The next generation of drives, currently under development, will amplify all of that by incorporating a number of new innovations. Historically, pumps run on either gas engines or electric motors.

Innovations under development, though, will allow producers to incorporate both fuel types in a hybrid solution, allowing them to alternate in real time between fuel types to take advantage of the most cost-efficient source. In many applications, these hybrid drive technologies go beyond saving energy. They also reduce CO2 and other emissions as well as noise and vibration, an important benefit to companies pushing toward carbon-neutral goals.

Next-generation drives will integrate more sensors into the process to provide more production data and more insights into the performance of each pump and each well.
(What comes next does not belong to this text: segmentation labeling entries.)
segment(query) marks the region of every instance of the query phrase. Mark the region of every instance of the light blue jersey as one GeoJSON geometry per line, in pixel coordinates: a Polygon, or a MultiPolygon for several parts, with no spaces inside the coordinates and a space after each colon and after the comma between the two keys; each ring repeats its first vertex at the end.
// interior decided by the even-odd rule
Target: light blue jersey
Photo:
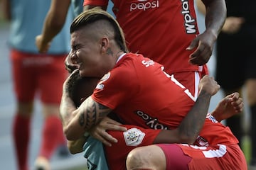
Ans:
{"type": "MultiPolygon", "coordinates": [[[[21,52],[38,53],[36,36],[41,34],[50,6],[50,0],[11,0],[11,23],[9,44],[21,52]]],[[[51,42],[49,54],[68,53],[70,49],[70,26],[74,18],[70,10],[61,32],[51,42]]]]}
{"type": "Polygon", "coordinates": [[[108,170],[102,142],[90,136],[83,146],[89,170],[108,170]]]}
{"type": "MultiPolygon", "coordinates": [[[[112,11],[113,4],[109,2],[107,11],[114,16],[112,11]]],[[[84,157],[87,159],[89,170],[108,170],[108,166],[104,152],[103,144],[99,140],[90,136],[83,146],[84,157]]]]}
These data will be critical elements as more companies push predictive maintenance and other automation initiatives throughout their processes, making the drive the hub at the pump level.

Another innovation under development is the electrification of the drive turning the drive into a power source, storing power and running off of a battery during times of peak electrical charges or source anomalies. These innovations will increase production by decreasing the idle time of the pump.

These data will inform better production decisions, allowing more nuanced automated responses to changing conditions. The next generation of drives won’t just do what they are told in given circumstances; they will identify and “call for action” whenever an issue with the motor arises. So if a bearing or rotor is failing, the drive will identify the issue and either take action automatically or notify the pumper of the problem and the specific actions that they need to take.

Equally important, the enhanced data the drives will collect will inform better business decisions, helping producers make more profitable decisions on new investments and asset allocation.

It will change the way pumpers work. Because they have insights into the performance of each well, pumpers will increasingly schedule site visits to problem wells or to their most profitable fields. Their work becomes proactive; they move from an expense to part of the solution that keeps production running. Instead of being measured in wells managed, they can be measured in extra barrels produced. And then, by eliminating all of those thousands of unnecessary miles on the road, there is the ancillary benefit of helping the business run cleaner.

VFDs in a midstream water application operate outside of Midland, Texas. (Source: SPOC Automation)

It is a reality in this business that people come and go. And with them, too often, goes a significant chunk of a company’s institutional knowledge, specifically knowledge about the performance of individual wells and entire fields. A drive with information being brought up to SCADA provides a historical record of every event related to every well. That record can be invaluable when making long-term plans and especially as technology pushes toward predictive failure initiatives.

The technology exists today to help producers do more for less. Innovations in oilfield automation will continue to drive down the viable profitability point, helping producers not just survive the new reality but thrive as well.